捨てられた石に思う

(1983.5.1 目白の山本先生宅での礼拝)

山本三和人

 つい先日のこと、暖かい春の陽ざしの中で、すっかり荒れてしまったわが家の庭を見ていたら、いろいろな思いが私の心をよぎっていきました。

 この家が建てられたとき、それまで門柱に使われていた石が倒されて、真っ二つに折られ、その醜い姿は永いこと庭の真ん中にさらされていました。石は目障りであるばかりか、だんだん歩行の妨げにもなってきたので、私は庭の隅のほうへ動かそうとしましたが、重すぎて自分の手には負えませんでした。しかたがないので石のそばに穴を掘り、その中に石を落として地ならしをしました。

 それでもなお石が地面に顔を出していて目障りではありましたが、つまずくおそれだけはなくなったので、そのままの状態にしておきました。

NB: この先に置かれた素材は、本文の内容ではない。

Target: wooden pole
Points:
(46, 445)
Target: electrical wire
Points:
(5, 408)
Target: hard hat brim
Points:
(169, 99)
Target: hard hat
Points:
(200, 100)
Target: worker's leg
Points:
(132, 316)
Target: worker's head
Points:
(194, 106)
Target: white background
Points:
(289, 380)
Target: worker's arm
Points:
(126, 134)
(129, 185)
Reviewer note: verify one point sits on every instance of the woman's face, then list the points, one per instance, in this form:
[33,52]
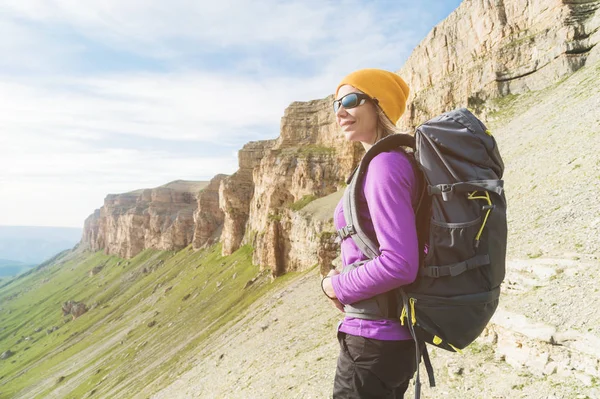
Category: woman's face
[358,123]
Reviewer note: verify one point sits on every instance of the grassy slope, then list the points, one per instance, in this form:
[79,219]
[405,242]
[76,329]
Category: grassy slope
[111,350]
[550,142]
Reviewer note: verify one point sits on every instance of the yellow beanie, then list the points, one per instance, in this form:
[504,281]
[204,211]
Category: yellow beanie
[388,88]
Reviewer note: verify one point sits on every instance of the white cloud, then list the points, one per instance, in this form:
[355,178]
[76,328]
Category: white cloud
[61,103]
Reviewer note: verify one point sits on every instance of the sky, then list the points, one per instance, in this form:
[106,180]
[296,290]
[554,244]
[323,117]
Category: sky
[102,97]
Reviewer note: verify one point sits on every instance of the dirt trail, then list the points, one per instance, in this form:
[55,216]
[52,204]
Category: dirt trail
[285,347]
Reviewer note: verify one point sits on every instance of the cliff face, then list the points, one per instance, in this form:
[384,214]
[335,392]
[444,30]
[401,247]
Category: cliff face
[491,48]
[160,218]
[484,50]
[208,218]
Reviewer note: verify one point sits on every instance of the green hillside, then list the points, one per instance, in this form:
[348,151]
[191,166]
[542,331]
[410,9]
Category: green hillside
[146,315]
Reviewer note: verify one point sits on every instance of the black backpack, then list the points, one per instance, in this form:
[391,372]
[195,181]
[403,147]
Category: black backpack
[462,230]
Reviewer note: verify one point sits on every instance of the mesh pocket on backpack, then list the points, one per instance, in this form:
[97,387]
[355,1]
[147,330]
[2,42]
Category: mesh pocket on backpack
[456,321]
[451,242]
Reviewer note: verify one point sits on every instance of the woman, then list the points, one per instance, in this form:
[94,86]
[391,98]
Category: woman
[377,357]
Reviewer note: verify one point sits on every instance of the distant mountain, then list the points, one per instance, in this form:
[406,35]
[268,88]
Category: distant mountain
[22,246]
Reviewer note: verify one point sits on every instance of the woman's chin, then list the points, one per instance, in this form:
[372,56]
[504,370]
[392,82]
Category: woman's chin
[351,135]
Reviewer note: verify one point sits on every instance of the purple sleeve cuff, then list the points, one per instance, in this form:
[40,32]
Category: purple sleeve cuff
[339,292]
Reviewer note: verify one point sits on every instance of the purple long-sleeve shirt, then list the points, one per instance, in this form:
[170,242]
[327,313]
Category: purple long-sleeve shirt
[386,209]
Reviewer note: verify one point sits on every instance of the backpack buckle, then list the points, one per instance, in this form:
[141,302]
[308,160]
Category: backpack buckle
[346,231]
[434,271]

それから20年近くの歳月が流れました。ひょっとしたらそのせいなのでしょうか。それとも石を囲む小さな自然がその懐に異物を迎え入れたためなのでしょうか。あるいは石とそのものが環境になじむ努力を重ねたためなのかも知れませんが、今ではうっすらと緑の苔が石の表をおおい、さらにしだや熊笹がそれを囲むように密生を始めました。

すると、石はまるで所を得たようにそこに落着き、今はもう全く目障りではなくなりました。そればかりか、私自身の勝手な空想を交えながら見ていますと、石は庭の中央を縦に流れる小川にかかる橋にさえ見えて、石がそこにあるということで庭にある種の一体感を与え、まさに聖書がいうところの、「家造りらの捨てた石が隅のかしら石となった」ということばにぴったりあてはまるような感じになってきたのです。

 さて、私の庭の「捨てられた石」は20年足らずで庭に同化しましたが日本のキリスト教会は四百年以上経っても、まだこの国土と国民の心に定着したとはいえないような気がします。いいかえれば日本の教会の現状は、「家造りらが捨てた石がかしら石となった」とはいいきれないような気がするのです。

 キリスト教が、日本の国土と日本人の心の中に受肉し、定着し、日本の新しい文化を創造するエネルギーとなるのは、いつの日のことでしょうか。また、その日の到来をたしかめ、早めるために、私たちは何を、どうすれば良いのでしょうか。